Philip did so. He noticed how, just above head height on each pillar, a pair of eyes had been painted. This had been crudely done, yet all the eyes looked towards the sanctuary. Moreover, each pillar bore the same faded inscription: SPECTAMUS TE, SEMPER SPECTAMUS TE.
‘“We are watching you,”’ he translated. ‘“We are always watching you.” What does this mean, Edmund? Who is watching? Why?’ He looked round the church. ‘Stephen, where are you?’
His words echoed, bouncing off the wall. Philip had the impression that someone was mimicking him, chanting the words back. He was concerned about this cold, damp place, very aware of a watching malevolence. Philip hurried into the sanctuary. He had seen this before and matters had not improved. A bare, empty place with an altar, sedilia, lavarium and lectern. The cloth across the altar was of good quality whilst the silver pyx, hanging from one of the beams, shimmered in the light of the red sanctuary lamp.
‘Stephen!’ he shouted. ‘Stephen, where are you?’
‘I am down here, Philip. Don’t worry!’
Philip closed his eyes. ‘Of course,’ he murmured. ‘I had forgotten . . .’
In the far corner of the sanctuary, almost hidden in the shadows, was a small door leading down to the crypt. Stephen had taken the candle and gone down. Philip followed. If the church was gloomy, the crypt was dismal. Some light seeped through from a grating in the ceiling into this bare, empty place. Low-roofed, bare walled, the crypt was devoid of anything except supporting pillars. The central one was at least two yards wide and the same across: Stephen was studying it carefully.
‘If we could weaken this, Philip.’ He looked up at the plastered roof. ‘The entire church would crumble.’
‘And how can we
do that?’
‘Oh, quite easily,’ the master mason replied with a smile. ‘I’ve talked to soldiers, master gunners from the wars in France. They did the same to French castles. You dig a mine beneath the pillar, place the gunpowder and fire the fuse. The entire church would collapse inwards.’
‘I’d love to do that,’ Philip replied. ‘Stephen, have you ever visited such an eerie, depressing place? What shall we do with it?’
Stephen stood back, still more concerned with the pillar.

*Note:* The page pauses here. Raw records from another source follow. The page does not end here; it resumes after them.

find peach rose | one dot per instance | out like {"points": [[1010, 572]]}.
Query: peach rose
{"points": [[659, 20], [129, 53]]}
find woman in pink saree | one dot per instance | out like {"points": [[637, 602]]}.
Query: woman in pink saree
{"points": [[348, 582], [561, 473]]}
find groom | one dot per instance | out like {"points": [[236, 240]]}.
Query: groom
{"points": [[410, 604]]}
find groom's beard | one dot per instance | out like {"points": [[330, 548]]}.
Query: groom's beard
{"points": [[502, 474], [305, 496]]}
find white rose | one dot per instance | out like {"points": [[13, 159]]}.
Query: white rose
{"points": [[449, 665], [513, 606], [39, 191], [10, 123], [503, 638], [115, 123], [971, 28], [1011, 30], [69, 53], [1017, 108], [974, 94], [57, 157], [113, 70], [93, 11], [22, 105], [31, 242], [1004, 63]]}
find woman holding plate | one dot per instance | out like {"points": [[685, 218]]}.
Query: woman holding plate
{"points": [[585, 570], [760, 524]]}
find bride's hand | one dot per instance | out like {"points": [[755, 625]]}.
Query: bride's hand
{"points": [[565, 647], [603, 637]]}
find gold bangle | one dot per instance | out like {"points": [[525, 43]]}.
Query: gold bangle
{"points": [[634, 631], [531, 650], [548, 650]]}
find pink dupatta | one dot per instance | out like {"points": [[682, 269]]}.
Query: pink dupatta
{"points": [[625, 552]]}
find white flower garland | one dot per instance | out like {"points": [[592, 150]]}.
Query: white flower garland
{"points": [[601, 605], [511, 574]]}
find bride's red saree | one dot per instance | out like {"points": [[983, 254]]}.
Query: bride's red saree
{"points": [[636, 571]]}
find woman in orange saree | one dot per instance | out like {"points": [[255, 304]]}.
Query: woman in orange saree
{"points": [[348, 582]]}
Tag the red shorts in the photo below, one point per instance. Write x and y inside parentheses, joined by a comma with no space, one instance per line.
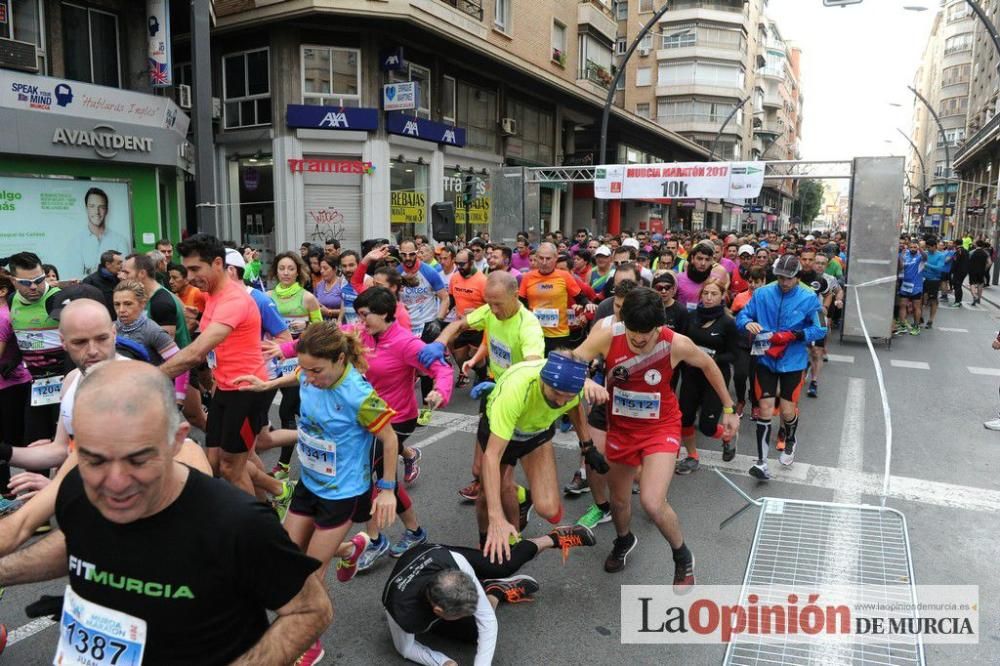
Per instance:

‘Oh, don’t worry, Philip,’ he replied. ‘We’ll get permission from Lord Richard to build a new church. You are a fine preacher: the parishioners will accept what you say. We’ll level this church and build another on High Mount. One that will be the talk of Kent.’ He grasped Philip’s hand. ‘Just think of it, Philip.’ He turned and put his other hand on Edmund’s shoulder. ‘A jewel of a chapel: soaring roof, light transepts. Painters will come from Canterbury. They’ll work for free, just to have their scenes on the walls of our church!’

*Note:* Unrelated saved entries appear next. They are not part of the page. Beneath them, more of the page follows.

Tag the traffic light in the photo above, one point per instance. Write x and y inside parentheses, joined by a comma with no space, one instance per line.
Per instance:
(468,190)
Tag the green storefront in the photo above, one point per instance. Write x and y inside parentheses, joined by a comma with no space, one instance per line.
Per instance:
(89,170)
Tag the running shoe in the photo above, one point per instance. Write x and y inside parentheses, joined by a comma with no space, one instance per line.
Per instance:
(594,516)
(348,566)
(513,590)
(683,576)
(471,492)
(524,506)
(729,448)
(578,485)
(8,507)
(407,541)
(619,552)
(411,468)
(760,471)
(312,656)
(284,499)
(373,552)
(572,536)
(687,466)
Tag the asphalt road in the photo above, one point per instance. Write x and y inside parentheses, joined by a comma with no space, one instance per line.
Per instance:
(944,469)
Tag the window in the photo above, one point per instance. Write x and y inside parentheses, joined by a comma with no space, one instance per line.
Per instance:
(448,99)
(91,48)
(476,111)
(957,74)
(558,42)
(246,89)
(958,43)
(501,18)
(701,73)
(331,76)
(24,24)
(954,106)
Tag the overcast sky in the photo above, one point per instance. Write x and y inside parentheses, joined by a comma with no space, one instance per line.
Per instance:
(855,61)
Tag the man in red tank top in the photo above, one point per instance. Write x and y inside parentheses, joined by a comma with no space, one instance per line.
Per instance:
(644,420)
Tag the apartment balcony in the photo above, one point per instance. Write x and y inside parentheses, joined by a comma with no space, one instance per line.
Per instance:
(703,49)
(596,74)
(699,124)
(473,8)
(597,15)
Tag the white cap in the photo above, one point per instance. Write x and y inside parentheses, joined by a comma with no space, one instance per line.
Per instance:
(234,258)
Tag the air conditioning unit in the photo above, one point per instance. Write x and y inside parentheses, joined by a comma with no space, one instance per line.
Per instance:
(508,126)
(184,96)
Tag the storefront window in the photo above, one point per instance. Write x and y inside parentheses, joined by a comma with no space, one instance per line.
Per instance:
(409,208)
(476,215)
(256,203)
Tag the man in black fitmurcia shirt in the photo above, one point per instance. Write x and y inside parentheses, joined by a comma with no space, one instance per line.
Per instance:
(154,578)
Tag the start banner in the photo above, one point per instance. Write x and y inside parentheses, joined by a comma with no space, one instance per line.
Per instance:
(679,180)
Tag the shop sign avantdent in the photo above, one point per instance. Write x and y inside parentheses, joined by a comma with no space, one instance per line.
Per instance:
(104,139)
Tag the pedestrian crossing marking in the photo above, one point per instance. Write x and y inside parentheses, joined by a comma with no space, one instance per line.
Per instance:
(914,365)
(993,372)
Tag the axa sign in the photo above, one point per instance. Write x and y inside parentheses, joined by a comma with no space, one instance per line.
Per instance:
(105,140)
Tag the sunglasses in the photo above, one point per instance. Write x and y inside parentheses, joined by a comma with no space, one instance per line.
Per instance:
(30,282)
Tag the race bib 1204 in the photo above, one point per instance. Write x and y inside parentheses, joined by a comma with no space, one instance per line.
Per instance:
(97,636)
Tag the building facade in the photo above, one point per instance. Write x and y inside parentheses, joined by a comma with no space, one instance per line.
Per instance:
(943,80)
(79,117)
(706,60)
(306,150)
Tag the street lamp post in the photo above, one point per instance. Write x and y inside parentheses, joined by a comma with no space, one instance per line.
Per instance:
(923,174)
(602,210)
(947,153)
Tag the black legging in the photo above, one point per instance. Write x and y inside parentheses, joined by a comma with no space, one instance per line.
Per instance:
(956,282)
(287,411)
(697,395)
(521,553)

‘Stephen, do you know much about the history of this place?’ Edmund asked abruptly.
The master mason took the candle off a wall ledge and sat down with his back to a pillar.
‘Just a little.’ He smiled shyly. ‘The parish is a wealthy one. You know that. You probably also know that vicars who come here do not stay long. Now that is not extraordinary. I can think of similar parishes where the same has occurred. Father Anthony was writing a history, doing his own research. Apparently it all began with Romanel.’
‘The vicar who did the carving on Montalt’s tomb?’
‘The same. He was apparently a man of ill repute. Scawsby is not far from the coast and, in the chaos of Edward II’s reign, Romanel and some of the villagers did their fair share of smuggling.’
‘Oh come, Stephen!’
Philip sat down beside him, trying to control his shivers as he stared into the shadows which filled the place. The candles they had brought down only intensified the eerie atmosphere: every time they moved, dark shapes danced all around them.